Likelihood abstracts the problem of computing the likelihood over different kinds of data. It is responsible for creating a "model matrix" that maps amplitudes to data values, and maintaining a vector of scaled, weighted data values that corresponds to it. Its components can be represented best in the mathematical formula for a -log likelihood assuming Gaussian data and a model with both nonlinear parameters \(\theta\) and linear ("amplitude") parameters \(\alpha\):
\[ L(\alpha,\theta) = \frac{1}{2}\left(y - A(\theta)\alpha\right)^T\, \Sigma^{-1}\,\left(y - A(\theta)\alpha\right) \]

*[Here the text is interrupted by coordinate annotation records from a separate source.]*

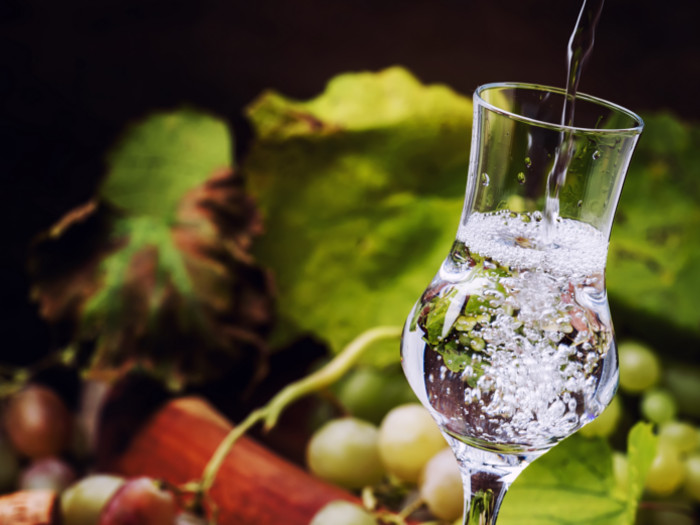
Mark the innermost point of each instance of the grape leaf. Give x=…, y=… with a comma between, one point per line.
x=655, y=244
x=156, y=270
x=361, y=189
x=574, y=484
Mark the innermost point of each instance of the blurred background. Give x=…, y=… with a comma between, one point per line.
x=74, y=73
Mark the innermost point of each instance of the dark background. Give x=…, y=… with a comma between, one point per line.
x=74, y=73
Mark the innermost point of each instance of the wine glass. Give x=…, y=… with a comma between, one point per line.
x=511, y=346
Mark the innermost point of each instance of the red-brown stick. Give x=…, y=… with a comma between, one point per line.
x=254, y=485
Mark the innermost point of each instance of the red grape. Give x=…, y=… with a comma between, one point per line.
x=37, y=422
x=47, y=473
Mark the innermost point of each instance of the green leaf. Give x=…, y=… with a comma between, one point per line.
x=574, y=484
x=161, y=158
x=157, y=271
x=655, y=244
x=362, y=190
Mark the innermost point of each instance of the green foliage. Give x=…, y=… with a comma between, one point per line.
x=655, y=245
x=161, y=276
x=361, y=189
x=160, y=159
x=574, y=484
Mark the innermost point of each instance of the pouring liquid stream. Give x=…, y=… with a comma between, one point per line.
x=578, y=52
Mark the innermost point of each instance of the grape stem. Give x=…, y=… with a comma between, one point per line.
x=270, y=413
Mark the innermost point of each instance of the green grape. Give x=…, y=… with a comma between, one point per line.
x=658, y=406
x=639, y=367
x=139, y=501
x=82, y=502
x=692, y=476
x=620, y=473
x=666, y=472
x=441, y=486
x=683, y=380
x=342, y=513
x=605, y=423
x=9, y=465
x=408, y=438
x=369, y=393
x=683, y=436
x=344, y=451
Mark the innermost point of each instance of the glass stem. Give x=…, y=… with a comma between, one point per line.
x=486, y=477
x=487, y=492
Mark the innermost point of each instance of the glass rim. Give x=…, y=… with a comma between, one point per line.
x=635, y=130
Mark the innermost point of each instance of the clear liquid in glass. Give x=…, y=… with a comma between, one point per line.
x=511, y=346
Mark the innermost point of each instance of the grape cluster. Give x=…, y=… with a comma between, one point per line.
x=406, y=448
x=646, y=392
x=43, y=447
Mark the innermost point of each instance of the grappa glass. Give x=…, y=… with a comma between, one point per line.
x=511, y=346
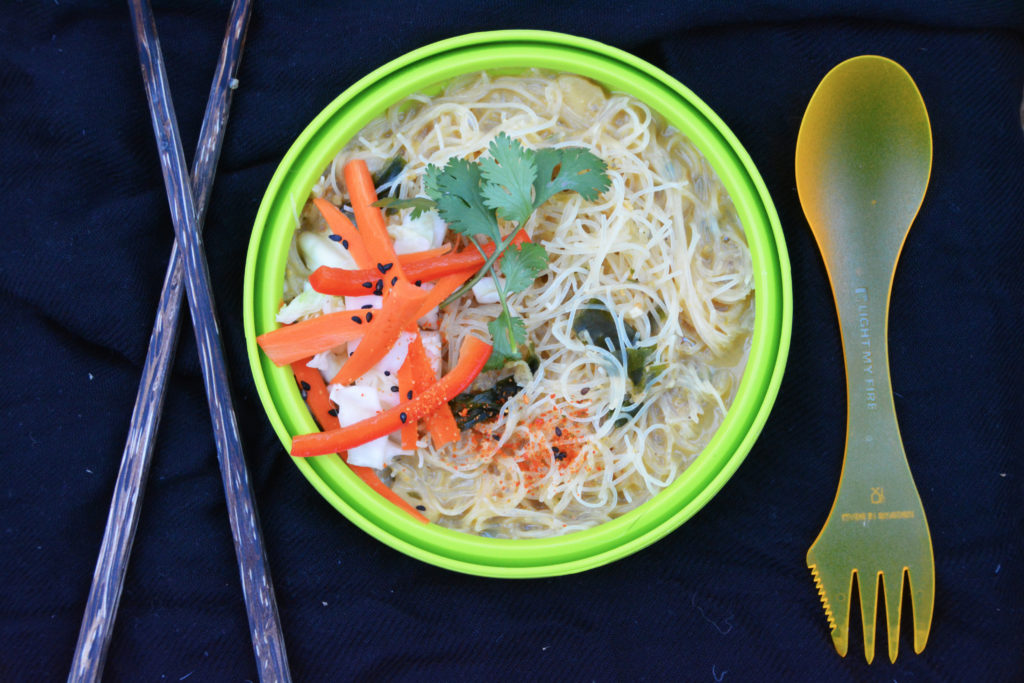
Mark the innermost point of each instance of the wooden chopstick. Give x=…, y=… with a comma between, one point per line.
x=122, y=520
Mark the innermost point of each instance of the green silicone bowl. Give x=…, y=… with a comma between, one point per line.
x=509, y=50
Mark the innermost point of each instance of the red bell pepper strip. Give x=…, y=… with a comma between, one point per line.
x=342, y=282
x=299, y=340
x=472, y=356
x=373, y=226
x=398, y=311
x=320, y=404
x=440, y=423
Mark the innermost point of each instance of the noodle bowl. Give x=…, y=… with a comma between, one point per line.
x=660, y=254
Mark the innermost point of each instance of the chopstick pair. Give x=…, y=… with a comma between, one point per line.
x=186, y=268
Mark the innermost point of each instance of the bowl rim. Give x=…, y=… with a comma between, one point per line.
x=520, y=49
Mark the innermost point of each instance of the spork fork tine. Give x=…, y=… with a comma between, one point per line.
x=863, y=161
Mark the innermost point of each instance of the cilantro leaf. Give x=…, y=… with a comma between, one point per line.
x=521, y=265
x=417, y=204
x=509, y=172
x=456, y=190
x=568, y=168
x=508, y=332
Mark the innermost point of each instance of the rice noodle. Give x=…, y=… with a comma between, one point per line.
x=663, y=249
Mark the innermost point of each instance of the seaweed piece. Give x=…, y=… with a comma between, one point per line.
x=472, y=409
x=598, y=325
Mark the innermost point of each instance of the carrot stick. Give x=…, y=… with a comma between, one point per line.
x=342, y=282
x=442, y=289
x=320, y=404
x=397, y=311
x=342, y=226
x=289, y=343
x=472, y=356
x=373, y=226
x=440, y=423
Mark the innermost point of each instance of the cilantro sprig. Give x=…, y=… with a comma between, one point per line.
x=474, y=197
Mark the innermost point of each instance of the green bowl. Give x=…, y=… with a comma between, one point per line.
x=422, y=70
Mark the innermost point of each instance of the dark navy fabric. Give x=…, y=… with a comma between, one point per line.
x=86, y=233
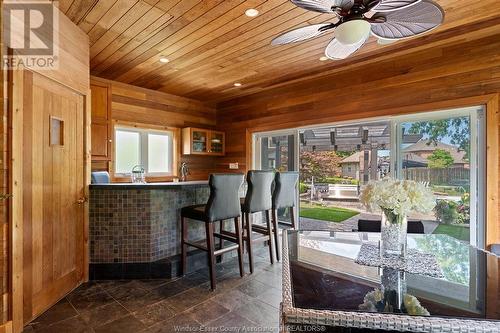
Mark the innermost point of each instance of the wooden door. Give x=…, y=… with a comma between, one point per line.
x=53, y=189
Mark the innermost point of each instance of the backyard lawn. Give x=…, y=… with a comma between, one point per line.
x=455, y=231
x=332, y=214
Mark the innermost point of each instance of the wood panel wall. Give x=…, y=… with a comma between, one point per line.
x=465, y=72
x=149, y=107
x=4, y=188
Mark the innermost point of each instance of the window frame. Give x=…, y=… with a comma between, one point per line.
x=144, y=130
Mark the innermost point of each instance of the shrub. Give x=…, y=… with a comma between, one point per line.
x=463, y=210
x=303, y=188
x=446, y=211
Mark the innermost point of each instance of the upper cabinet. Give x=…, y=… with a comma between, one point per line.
x=198, y=141
x=101, y=121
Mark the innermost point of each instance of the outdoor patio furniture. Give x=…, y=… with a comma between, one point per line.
x=414, y=227
x=324, y=287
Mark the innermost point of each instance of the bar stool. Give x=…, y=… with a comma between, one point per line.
x=223, y=204
x=258, y=199
x=284, y=196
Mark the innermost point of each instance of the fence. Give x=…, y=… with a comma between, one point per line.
x=447, y=176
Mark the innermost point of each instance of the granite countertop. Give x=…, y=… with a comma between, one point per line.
x=149, y=186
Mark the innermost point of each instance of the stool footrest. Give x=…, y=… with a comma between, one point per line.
x=228, y=237
x=197, y=245
x=226, y=249
x=260, y=229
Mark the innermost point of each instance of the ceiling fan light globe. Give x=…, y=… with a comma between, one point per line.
x=352, y=32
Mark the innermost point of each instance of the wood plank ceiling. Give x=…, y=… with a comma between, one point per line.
x=212, y=44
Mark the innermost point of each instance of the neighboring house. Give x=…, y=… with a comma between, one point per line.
x=353, y=166
x=420, y=151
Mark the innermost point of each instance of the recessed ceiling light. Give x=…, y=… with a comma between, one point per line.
x=382, y=41
x=252, y=12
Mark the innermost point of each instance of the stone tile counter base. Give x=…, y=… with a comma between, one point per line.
x=135, y=229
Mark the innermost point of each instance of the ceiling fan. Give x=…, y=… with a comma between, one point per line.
x=356, y=19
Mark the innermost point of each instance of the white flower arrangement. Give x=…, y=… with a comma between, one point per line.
x=374, y=301
x=398, y=197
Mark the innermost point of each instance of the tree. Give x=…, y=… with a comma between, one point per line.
x=440, y=159
x=319, y=164
x=456, y=129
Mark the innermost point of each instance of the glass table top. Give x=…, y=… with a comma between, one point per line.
x=324, y=276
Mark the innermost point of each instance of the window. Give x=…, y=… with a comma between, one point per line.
x=152, y=149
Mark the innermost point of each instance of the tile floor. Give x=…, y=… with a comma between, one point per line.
x=166, y=306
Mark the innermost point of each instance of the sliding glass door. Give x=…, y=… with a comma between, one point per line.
x=445, y=151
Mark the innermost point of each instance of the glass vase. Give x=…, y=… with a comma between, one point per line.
x=393, y=235
x=394, y=287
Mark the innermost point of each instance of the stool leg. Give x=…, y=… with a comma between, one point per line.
x=184, y=245
x=221, y=241
x=237, y=228
x=270, y=233
x=248, y=226
x=276, y=234
x=211, y=249
x=292, y=216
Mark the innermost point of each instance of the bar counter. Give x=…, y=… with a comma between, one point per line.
x=134, y=228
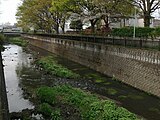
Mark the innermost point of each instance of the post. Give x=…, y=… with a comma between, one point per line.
x=135, y=18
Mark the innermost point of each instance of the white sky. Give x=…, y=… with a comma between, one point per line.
x=8, y=10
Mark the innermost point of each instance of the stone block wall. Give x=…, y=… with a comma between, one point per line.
x=136, y=67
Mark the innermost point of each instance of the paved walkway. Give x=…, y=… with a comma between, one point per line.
x=4, y=113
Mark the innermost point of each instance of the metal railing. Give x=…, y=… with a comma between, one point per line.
x=127, y=42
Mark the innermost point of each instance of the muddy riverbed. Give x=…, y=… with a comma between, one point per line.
x=22, y=77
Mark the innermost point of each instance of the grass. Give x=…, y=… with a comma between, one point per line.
x=50, y=65
x=18, y=41
x=90, y=106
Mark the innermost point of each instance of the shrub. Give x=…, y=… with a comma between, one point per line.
x=45, y=109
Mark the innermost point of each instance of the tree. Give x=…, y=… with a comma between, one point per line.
x=110, y=9
x=36, y=14
x=77, y=25
x=147, y=7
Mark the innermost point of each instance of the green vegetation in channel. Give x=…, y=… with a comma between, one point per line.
x=50, y=65
x=90, y=106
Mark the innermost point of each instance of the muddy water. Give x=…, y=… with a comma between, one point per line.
x=14, y=57
x=20, y=73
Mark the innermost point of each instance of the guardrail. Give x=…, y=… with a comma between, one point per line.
x=127, y=42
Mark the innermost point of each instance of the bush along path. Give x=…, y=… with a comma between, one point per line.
x=66, y=103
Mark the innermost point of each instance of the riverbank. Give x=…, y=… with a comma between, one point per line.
x=29, y=77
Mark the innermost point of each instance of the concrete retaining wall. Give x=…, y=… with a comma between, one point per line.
x=136, y=67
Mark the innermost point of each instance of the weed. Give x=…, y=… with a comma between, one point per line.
x=51, y=66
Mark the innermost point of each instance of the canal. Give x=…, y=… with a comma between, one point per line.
x=22, y=75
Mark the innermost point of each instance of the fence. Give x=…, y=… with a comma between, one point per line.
x=127, y=42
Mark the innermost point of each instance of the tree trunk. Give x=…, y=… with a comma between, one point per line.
x=147, y=20
x=93, y=23
x=57, y=29
x=106, y=20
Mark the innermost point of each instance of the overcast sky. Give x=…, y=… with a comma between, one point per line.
x=8, y=10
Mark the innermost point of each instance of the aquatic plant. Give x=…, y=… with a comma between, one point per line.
x=90, y=106
x=50, y=65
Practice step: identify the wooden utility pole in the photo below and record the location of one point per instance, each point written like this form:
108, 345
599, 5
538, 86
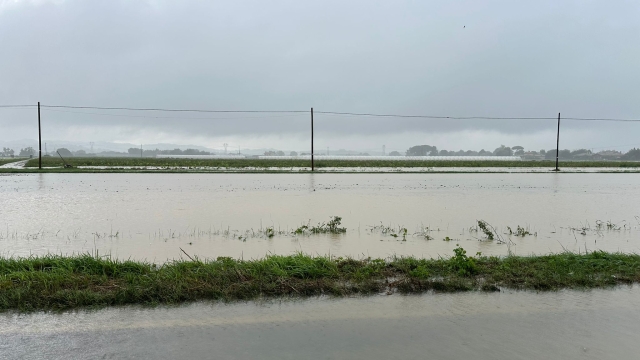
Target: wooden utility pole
312, 167
558, 144
39, 140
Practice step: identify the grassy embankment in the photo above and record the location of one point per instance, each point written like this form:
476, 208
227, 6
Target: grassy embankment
257, 163
57, 282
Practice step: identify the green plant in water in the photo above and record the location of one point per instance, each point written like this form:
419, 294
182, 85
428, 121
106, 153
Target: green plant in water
485, 229
520, 231
463, 264
269, 232
331, 227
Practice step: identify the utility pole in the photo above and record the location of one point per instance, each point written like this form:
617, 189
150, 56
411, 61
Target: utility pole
39, 139
558, 144
312, 167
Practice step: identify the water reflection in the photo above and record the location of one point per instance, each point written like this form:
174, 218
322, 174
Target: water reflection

where \(y\) is the data vector, \(\Sigma\) is the data covariance matrix (assumed to be diagonal), and \(A(\theta)\) is the "true" model matrix (parametrized on the nonlinear parameters).
When fitting or sampling from the likelihood, however, we don't want to use these quantities directly, and they aren't what the Likelihood class provides. Instead, we reparametrize with:
\[ w_i \equiv \Sigma_{i,i}^{-1/2} \]
\[ z_i = w_i y_i \]
\[ B_{i,j} = w_i A_{i,j} \]
resulting in the equivalent formula:
\[ L(\alpha,\theta) = \frac{1}{2}\left(z-B(\theta)\alpha\right)^T\,\left(z-B(\theta)\alpha\right) \]
The \(w_i\) are the weights, which are applied to both the data vector and the model matrix to account for the noise in the data. In some cases, we may choose to use a constant weight rather than per-pixel weights, but will will still use a vector to represent it.
Definition at line 69 of file Likelihood.h.